Ever wonder how much the Second Circuit Court of Appeals hates frivolous claims? In October, the court not only upheld dismissal in Gallop v. Cheney, (the 9/11 Truther Lawsuit), it sanctioned the attorneys behind the case for filing a frivolous appeal.
The lawsuit, filed on behalf of U.S. Army Specialist April Gallop, alleged that the Pentagon was not hit by American Airlines Flight 77 - or any plane, for that matter - but bombed by a coalition of the most senior U.S. military and civilian leaders in an attempt to implement radical changed in the government.
The district court dismissed Gallop’s complaint in a 12(b)(6) motion. Gallop’s attorneys appealed, and the Second Circuit ruled without hesitation that the district court properly dismissed the complaint as frivolous.
The lawyers further incurred the judges’ ire by moving to recuse the entire panel that was “peppered with disdainful and unsubstantiated conclusions about the panel members’ emotional stability and competence to serve objectively.”
That was enough to prompt sua sponte attorney sanctions.
In October, the Second Circuit Court of Appeals fined the three attorneys representing Gallop $15,000 each, plus double costs to the government for filing a frivolous appeal.
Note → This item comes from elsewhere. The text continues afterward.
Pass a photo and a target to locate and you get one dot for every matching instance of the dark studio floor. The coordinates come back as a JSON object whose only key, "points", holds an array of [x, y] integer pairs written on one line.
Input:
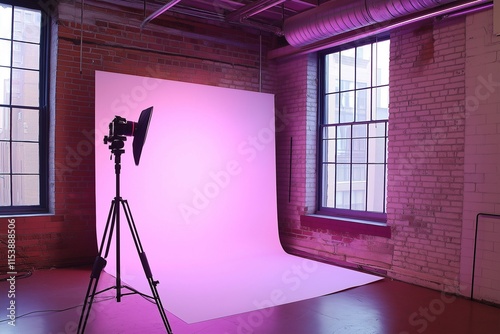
{"points": [[381, 307]]}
The attorneys, clearly unaware of when to stop, say they will appeal both the sanctions and the dismissal, reports The Metropolitan News-Enterprise.
We admire someone who sticks to his convictions, but an appeal for en banc rehearing sounds like a one-way ticket to contempt charges.
Courts can impose attorney sanctions for frivolous lawsuits under 28 U.S.C. §1927, (penalizing attorneys who multiply proceedings “unreasonably and vexatiously”), and under Federal Rule of Appellate Procedure 38, (providing for “just damages and single or double costs to the appellee.”)
While attorney sanctions are rare, attorneys should weigh the possibility of fines before filing a potentially-frivolous appeal in the Second Circuit Court of Appeals. And that is the “truth.”